Computing ground truth for this kind of thing -- for instance by literally training 2 full models with slightly different datasets -- is very expensive (though we are seeing serious progress on estimation techniques for LLM context!). More importantly, in the context of these kind of "societal impacts" debates, we might be more interested in complicated Shapley-style and distributional variants that try to measure impact across many coalitions or many realizations of model training, rather than "simple" leave-one-out. The more interesting complicated counterfactuals are even harder to get ground truth for.
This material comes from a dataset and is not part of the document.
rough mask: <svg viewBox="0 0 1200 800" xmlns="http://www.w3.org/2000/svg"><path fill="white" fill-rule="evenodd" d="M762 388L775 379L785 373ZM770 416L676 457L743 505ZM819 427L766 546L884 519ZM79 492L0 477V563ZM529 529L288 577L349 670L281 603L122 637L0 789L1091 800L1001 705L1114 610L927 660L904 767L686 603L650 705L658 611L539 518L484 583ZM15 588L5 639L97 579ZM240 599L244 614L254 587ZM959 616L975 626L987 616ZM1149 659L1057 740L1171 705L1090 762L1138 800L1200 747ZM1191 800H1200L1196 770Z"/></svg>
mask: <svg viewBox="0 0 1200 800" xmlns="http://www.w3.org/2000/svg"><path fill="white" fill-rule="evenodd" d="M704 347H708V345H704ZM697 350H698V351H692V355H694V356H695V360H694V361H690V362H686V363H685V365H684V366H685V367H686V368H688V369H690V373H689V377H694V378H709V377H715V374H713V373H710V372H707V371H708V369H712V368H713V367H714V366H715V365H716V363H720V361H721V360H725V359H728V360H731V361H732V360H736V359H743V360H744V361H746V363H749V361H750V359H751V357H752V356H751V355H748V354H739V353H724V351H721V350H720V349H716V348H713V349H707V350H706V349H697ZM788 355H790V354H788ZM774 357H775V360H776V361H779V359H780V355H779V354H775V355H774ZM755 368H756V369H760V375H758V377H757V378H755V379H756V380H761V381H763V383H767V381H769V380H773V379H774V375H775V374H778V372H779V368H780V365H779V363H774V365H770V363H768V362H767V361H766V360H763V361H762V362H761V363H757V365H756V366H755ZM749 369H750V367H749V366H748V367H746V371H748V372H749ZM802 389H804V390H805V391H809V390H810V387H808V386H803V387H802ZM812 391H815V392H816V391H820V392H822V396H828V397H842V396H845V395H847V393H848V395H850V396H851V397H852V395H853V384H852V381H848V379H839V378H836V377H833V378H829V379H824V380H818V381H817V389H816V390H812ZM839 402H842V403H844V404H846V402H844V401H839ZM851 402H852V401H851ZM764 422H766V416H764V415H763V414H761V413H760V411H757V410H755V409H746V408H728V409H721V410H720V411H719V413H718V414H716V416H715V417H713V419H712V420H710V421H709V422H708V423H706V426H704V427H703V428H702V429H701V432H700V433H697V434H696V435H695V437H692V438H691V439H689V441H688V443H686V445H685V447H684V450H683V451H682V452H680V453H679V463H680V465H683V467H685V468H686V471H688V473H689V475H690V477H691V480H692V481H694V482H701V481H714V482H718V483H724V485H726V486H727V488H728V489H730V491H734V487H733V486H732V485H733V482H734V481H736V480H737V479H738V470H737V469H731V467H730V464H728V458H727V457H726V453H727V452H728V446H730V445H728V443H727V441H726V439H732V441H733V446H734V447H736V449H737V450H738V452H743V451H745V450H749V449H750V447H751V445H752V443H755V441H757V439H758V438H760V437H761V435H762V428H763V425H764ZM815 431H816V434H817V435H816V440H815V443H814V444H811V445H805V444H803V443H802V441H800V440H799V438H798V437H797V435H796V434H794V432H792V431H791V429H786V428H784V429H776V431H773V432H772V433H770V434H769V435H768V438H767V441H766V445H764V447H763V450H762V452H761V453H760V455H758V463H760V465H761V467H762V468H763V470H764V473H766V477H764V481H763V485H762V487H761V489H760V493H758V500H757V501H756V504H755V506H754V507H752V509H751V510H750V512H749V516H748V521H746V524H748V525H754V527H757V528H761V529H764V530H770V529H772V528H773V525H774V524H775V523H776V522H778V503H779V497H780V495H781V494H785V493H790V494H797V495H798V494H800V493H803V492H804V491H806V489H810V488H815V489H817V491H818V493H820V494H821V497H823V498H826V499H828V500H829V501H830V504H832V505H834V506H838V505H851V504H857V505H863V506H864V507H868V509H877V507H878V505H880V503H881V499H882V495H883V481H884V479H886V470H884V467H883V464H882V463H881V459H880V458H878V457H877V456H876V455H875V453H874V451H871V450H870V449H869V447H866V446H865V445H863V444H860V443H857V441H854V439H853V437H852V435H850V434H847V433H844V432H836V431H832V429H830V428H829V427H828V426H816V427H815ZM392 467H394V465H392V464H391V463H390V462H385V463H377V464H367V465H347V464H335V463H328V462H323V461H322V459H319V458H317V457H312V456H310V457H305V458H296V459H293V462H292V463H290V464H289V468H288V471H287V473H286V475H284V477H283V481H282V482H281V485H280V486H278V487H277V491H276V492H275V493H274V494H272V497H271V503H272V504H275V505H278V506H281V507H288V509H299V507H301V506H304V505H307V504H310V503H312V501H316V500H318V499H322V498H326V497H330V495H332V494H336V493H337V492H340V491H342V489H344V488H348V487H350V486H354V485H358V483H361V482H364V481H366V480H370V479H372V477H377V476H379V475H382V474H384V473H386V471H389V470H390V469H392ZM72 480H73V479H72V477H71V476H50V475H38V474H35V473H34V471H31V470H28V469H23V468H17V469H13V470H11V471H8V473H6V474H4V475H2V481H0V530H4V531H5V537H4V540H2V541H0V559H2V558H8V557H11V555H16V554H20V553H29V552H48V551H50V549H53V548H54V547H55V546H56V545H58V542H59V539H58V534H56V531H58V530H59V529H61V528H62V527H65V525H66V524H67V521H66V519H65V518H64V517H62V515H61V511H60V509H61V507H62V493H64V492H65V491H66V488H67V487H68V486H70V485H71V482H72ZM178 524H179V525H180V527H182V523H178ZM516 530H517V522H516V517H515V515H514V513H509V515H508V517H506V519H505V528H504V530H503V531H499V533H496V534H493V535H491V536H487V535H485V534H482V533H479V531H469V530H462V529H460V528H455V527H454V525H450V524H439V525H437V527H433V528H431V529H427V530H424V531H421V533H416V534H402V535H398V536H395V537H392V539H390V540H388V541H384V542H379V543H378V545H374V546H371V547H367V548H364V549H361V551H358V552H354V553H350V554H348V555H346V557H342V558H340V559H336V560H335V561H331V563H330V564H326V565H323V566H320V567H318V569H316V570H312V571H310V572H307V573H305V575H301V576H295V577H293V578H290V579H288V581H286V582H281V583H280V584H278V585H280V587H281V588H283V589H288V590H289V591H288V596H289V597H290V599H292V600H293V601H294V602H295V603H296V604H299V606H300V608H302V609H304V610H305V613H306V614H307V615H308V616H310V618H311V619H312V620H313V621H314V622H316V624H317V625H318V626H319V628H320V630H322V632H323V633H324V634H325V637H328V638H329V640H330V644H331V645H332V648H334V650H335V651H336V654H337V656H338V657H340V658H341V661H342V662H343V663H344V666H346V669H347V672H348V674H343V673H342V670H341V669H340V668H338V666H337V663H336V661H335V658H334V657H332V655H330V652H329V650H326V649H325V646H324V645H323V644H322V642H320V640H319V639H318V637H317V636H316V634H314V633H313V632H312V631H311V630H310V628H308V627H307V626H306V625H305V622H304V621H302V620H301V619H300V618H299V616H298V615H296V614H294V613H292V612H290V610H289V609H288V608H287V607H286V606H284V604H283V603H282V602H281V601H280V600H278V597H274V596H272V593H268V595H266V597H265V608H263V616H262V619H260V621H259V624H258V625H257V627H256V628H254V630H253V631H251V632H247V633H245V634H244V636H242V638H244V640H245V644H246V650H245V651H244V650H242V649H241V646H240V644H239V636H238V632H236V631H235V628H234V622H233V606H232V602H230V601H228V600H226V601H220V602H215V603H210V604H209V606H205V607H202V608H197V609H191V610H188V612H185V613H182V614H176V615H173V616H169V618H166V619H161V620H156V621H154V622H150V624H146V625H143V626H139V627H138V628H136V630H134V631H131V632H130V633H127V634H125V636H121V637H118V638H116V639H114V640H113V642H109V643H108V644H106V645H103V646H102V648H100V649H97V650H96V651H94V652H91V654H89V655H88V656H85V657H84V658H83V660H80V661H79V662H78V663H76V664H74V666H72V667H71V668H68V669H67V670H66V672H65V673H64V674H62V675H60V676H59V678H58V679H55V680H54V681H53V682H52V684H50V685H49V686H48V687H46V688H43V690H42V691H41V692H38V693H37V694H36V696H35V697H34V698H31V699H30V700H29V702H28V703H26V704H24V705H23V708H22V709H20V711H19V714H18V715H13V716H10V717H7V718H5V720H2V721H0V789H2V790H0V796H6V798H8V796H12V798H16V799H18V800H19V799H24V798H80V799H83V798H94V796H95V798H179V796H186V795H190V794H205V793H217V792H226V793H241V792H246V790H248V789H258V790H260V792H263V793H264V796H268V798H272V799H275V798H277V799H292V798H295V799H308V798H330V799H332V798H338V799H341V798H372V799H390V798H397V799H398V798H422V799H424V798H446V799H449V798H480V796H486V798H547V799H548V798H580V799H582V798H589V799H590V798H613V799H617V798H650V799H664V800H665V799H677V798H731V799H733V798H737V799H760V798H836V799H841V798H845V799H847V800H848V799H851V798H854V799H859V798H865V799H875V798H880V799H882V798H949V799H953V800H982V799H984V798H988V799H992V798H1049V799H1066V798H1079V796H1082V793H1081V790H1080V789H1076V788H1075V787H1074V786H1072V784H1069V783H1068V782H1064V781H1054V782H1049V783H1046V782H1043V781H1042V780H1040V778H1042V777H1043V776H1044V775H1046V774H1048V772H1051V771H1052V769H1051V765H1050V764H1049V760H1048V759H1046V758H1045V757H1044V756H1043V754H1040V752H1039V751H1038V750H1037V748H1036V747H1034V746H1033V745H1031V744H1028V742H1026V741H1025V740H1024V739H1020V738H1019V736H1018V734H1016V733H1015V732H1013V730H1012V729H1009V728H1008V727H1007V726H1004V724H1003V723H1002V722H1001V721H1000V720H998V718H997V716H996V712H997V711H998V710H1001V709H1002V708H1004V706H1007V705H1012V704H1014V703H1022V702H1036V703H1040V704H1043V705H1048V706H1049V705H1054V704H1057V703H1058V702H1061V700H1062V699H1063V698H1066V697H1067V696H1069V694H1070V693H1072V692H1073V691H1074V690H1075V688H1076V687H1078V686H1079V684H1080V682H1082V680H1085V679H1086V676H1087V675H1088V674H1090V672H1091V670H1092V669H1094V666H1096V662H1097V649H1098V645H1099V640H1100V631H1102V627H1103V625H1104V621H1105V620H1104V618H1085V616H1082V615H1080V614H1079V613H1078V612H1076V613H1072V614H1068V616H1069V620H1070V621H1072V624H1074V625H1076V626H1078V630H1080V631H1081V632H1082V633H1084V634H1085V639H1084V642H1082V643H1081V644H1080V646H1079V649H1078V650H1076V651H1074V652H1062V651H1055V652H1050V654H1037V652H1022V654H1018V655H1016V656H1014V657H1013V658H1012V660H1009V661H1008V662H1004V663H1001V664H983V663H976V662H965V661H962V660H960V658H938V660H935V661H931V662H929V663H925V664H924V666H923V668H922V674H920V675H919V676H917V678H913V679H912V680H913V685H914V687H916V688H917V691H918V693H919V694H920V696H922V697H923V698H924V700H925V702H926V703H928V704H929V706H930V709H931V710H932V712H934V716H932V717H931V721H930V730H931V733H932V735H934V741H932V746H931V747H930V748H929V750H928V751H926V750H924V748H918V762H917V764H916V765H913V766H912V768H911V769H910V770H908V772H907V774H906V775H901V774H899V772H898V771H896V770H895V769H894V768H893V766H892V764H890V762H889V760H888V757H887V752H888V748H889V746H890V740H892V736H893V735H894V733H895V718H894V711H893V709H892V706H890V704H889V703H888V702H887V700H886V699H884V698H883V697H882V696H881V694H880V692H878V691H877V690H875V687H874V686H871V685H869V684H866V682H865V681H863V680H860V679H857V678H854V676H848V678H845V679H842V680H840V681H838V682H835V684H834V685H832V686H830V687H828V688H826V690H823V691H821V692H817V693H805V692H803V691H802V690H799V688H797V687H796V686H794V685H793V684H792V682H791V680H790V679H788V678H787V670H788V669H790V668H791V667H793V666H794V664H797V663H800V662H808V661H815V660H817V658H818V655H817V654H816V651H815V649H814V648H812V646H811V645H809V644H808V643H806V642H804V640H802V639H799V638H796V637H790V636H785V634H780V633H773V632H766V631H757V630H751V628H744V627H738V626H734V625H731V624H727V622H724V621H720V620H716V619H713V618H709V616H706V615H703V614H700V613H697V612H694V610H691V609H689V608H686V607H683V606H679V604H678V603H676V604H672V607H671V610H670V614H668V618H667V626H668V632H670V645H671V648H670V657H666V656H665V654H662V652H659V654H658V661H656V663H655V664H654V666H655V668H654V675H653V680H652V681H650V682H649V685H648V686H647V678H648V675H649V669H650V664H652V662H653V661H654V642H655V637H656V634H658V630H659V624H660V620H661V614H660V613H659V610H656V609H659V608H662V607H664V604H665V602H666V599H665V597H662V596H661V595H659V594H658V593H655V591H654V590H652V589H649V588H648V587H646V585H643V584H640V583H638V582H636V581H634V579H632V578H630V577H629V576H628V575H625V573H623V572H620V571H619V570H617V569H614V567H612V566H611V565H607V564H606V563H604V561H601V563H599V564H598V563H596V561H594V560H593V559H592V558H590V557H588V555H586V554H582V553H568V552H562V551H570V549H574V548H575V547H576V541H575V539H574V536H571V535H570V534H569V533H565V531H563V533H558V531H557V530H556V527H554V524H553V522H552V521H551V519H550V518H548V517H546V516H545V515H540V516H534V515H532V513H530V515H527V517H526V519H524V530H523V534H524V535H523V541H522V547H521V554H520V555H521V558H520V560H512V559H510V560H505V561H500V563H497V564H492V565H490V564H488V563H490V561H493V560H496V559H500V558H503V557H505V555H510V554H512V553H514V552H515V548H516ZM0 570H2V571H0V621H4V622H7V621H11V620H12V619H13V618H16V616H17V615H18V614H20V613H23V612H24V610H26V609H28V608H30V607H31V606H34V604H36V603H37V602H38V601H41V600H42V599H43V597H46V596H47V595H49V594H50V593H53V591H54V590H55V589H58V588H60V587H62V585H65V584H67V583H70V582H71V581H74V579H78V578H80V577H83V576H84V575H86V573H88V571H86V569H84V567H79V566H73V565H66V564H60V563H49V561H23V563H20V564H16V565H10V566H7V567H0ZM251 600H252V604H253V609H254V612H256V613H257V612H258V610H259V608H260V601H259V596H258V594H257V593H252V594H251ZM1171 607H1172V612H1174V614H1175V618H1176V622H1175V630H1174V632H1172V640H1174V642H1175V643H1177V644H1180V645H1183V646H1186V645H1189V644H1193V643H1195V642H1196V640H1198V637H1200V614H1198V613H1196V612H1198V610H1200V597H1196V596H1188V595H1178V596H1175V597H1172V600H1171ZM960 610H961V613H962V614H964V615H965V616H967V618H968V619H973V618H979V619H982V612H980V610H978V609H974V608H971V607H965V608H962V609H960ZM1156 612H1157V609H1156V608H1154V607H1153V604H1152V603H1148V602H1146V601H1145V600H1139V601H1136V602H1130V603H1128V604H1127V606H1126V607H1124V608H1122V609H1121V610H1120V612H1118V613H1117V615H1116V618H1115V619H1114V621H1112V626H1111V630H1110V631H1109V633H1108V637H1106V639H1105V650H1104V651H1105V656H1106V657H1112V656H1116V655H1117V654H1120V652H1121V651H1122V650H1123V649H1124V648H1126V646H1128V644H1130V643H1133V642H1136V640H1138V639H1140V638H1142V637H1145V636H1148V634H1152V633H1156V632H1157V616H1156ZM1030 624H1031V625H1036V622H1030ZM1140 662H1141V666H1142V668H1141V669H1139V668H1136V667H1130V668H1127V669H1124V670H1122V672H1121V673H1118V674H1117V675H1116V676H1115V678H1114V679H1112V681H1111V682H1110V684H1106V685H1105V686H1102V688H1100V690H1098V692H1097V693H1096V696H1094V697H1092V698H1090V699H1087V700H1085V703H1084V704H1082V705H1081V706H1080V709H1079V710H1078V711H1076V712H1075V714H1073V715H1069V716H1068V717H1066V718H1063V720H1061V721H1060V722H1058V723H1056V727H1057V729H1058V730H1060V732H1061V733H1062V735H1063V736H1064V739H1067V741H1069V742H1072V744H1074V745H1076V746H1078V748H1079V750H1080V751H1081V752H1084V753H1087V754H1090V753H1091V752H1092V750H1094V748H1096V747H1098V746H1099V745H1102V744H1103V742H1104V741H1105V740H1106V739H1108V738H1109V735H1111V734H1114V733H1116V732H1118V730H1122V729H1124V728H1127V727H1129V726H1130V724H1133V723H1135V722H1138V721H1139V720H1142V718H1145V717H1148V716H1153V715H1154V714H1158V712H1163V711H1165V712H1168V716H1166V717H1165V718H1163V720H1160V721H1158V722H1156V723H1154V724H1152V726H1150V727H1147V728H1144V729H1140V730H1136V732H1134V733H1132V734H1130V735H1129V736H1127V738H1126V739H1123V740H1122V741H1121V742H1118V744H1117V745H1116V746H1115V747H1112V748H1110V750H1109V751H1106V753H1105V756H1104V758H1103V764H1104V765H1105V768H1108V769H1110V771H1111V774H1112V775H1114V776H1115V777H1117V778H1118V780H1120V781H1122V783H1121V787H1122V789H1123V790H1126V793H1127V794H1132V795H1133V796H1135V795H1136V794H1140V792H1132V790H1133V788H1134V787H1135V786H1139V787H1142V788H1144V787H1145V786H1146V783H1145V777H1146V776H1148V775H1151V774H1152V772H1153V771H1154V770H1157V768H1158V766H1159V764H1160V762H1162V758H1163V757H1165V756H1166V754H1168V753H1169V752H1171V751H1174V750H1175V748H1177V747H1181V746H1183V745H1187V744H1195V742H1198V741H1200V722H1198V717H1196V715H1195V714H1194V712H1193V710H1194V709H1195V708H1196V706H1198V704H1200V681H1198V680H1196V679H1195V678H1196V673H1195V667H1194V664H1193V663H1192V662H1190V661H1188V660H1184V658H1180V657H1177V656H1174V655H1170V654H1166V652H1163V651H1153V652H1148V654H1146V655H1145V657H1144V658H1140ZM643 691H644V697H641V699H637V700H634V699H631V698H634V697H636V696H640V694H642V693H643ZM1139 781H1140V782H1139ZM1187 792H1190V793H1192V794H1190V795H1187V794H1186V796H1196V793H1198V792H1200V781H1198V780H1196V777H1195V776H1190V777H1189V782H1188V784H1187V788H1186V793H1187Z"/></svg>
However, I think that on average, I think this kind of analysis via n-gram search over likely training data *is* a good proxy for data counterfactuals of interest.
In large part, this is because as outsiders without direct access to inspectable training data details, our best guess likely involves a guilty-until-proven-innocent approach: if we see sequences from known training data and there's no other explanation offered in the datasheets, model cards, etc., this is the *best explanation that we have*. You could argue it's better to not even try to reason about the distribution of influence at all (just say, it's too complicated, we kind of have to just assume influence is uniformly distributed over all tokens) but I think this is the wrong way to go!
(Have longer versions of a bunch of these points across my older blog posts on these topics!)